I have three Thunderbolt enclosures, daisy-chained off my Late 2015 iMac. I have two
AKiTiO Thunder2 Duo Pros (Thunderbolt 2), and they have been fantastic! The other is an older AKiTio Neutrino Thunder D3 (Thunderbolt 1), which works perfectly but the fan is more annoying. Contents are four HDDs and two SATA SSDs.
It looks like the cable adapter you linked to woukdn’t work as this machine has no usb c ports?
The Thunderbolt-3 end of the adapter (looks like USB-c connector) would plug into a Thunderbolt-3 enclosure. At the other end of the adapter you plug in a Thunderbot-2 cable (looks like a DisplayPort connecter) and plug the other end of the cable into the 2015 iMac.
I haven't actually used that adapter, but it is supposed to work this way. (Also can be used to connect old TB2 device to a new TB3 computer -- thus the "bidirectional" claim.)

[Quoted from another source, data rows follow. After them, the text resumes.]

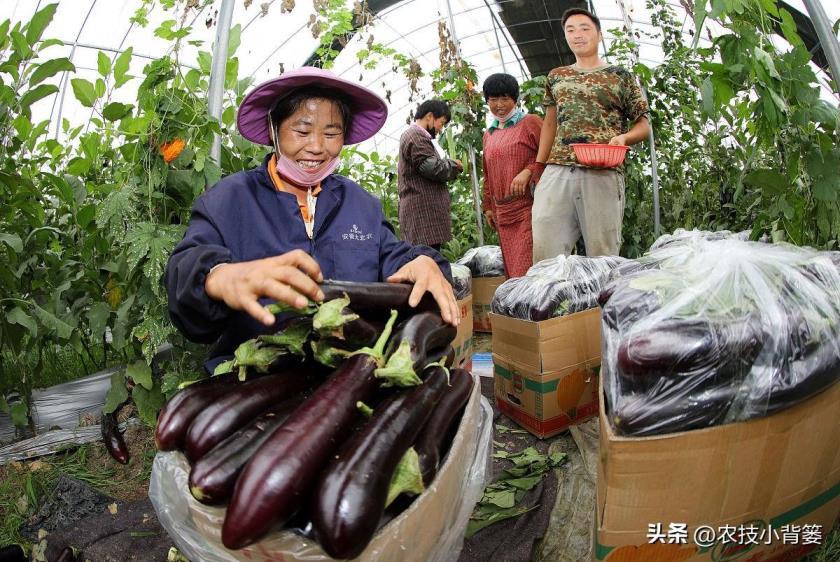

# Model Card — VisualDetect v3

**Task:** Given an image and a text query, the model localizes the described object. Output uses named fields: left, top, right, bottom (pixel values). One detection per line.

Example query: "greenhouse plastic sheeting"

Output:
left=600, top=236, right=840, bottom=435
left=0, top=418, right=140, bottom=466
left=149, top=378, right=493, bottom=562
left=0, top=368, right=119, bottom=442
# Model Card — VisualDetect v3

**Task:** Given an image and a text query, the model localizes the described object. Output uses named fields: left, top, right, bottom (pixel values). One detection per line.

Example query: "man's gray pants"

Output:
left=531, top=164, right=624, bottom=263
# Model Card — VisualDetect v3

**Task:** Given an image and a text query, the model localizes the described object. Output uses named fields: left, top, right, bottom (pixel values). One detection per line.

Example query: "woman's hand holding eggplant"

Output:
left=386, top=256, right=461, bottom=326
left=204, top=250, right=326, bottom=326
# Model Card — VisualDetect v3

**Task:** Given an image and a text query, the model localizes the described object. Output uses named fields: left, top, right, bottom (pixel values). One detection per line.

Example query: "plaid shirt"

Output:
left=397, top=125, right=458, bottom=246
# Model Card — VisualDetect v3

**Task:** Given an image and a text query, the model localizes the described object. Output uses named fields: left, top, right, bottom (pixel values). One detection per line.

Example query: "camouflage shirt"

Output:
left=543, top=65, right=648, bottom=166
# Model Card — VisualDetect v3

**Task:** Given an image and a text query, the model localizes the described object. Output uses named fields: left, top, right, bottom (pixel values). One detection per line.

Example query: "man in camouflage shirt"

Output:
left=531, top=8, right=649, bottom=263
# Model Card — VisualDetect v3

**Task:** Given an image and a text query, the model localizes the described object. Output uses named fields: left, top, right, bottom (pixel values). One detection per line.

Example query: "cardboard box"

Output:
left=490, top=308, right=601, bottom=373
left=452, top=295, right=473, bottom=372
left=493, top=353, right=600, bottom=439
left=472, top=276, right=505, bottom=332
left=593, top=378, right=840, bottom=562
left=490, top=309, right=601, bottom=438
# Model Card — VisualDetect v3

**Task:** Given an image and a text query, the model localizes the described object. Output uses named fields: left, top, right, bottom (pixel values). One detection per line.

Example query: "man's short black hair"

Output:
left=414, top=100, right=452, bottom=123
left=481, top=72, right=519, bottom=101
left=560, top=8, right=601, bottom=31
left=271, top=86, right=353, bottom=134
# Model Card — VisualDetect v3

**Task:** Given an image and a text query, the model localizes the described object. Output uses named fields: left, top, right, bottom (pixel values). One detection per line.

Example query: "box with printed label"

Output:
left=490, top=309, right=601, bottom=438
left=472, top=276, right=505, bottom=332
left=452, top=295, right=473, bottom=372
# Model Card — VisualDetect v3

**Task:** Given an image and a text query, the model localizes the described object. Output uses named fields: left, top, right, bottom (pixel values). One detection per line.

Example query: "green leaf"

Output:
left=385, top=447, right=426, bottom=507
left=233, top=338, right=287, bottom=373
left=70, top=78, right=98, bottom=107
left=96, top=51, right=111, bottom=78
left=114, top=47, right=134, bottom=88
left=87, top=302, right=111, bottom=336
left=102, top=371, right=128, bottom=414
left=67, top=156, right=91, bottom=176
left=33, top=304, right=73, bottom=341
left=228, top=23, right=242, bottom=55
left=257, top=320, right=312, bottom=357
left=29, top=58, right=76, bottom=87
left=464, top=505, right=539, bottom=538
left=356, top=400, right=373, bottom=418
left=481, top=490, right=516, bottom=508
left=0, top=232, right=23, bottom=254
left=131, top=385, right=166, bottom=427
left=310, top=339, right=350, bottom=368
left=20, top=84, right=58, bottom=109
left=373, top=340, right=423, bottom=388
left=26, top=3, right=58, bottom=45
left=700, top=78, right=715, bottom=117
left=312, top=294, right=359, bottom=334
left=102, top=101, right=134, bottom=122
left=213, top=359, right=235, bottom=377
left=125, top=361, right=154, bottom=390
left=6, top=306, right=38, bottom=334
left=744, top=169, right=790, bottom=196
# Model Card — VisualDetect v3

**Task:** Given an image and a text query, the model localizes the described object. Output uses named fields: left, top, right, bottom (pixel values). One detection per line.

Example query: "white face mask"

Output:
left=496, top=105, right=519, bottom=125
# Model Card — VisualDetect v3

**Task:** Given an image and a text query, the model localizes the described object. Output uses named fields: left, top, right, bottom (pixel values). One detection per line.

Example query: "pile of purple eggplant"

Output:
left=599, top=236, right=840, bottom=436
left=155, top=281, right=474, bottom=559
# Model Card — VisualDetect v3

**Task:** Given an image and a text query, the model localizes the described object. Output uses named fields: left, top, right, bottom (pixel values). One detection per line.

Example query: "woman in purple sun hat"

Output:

There is also this thunderbolt enclosure that another poster used
https://www.synchrotech.com/product...sd-drive-external-enclosure-delock-42510.html which seems good but it is not bus powered (are any thunderbolt enclosures?) and I wonder if that would be a hassle to have to power it on and off separately?
That looks like it would work for you. It appears to be Thunderbolt 1 only, though (specs say "10 Gbps Bi-Directional Throughput"), so half as fast as TB2. It's getting tough to find TB1 or TB2 enclosures these days, and they still seem a bit pricey. I got two of mine on eBay.
There are bus-powered TB3 enclosures available. I personally don't think the power issue is a big deal for a desktop -- you could keep the enclosure powered on all the time, even when the iMac is off, so no extra hassle. I do that with my external enclosures.
EDIT: a bus-powered enclosure will
NOT work with the TB3<-->TB2 adapter, because the adapter itself doesn't pass the power on to the device
Can you option boot into a thunderbolt drive?
Yes, no problem -- I've done it.
Also, it looks like Crucial SSDs have active garbage collection which could be a decent compromise without trim support if going the USB route?
I believe most, if not all, SSDs have active garbage collection and I'd expect them to work ok even without trim -- certainly better than a rotating hard drive. But I don't have personal experience with going without Trim.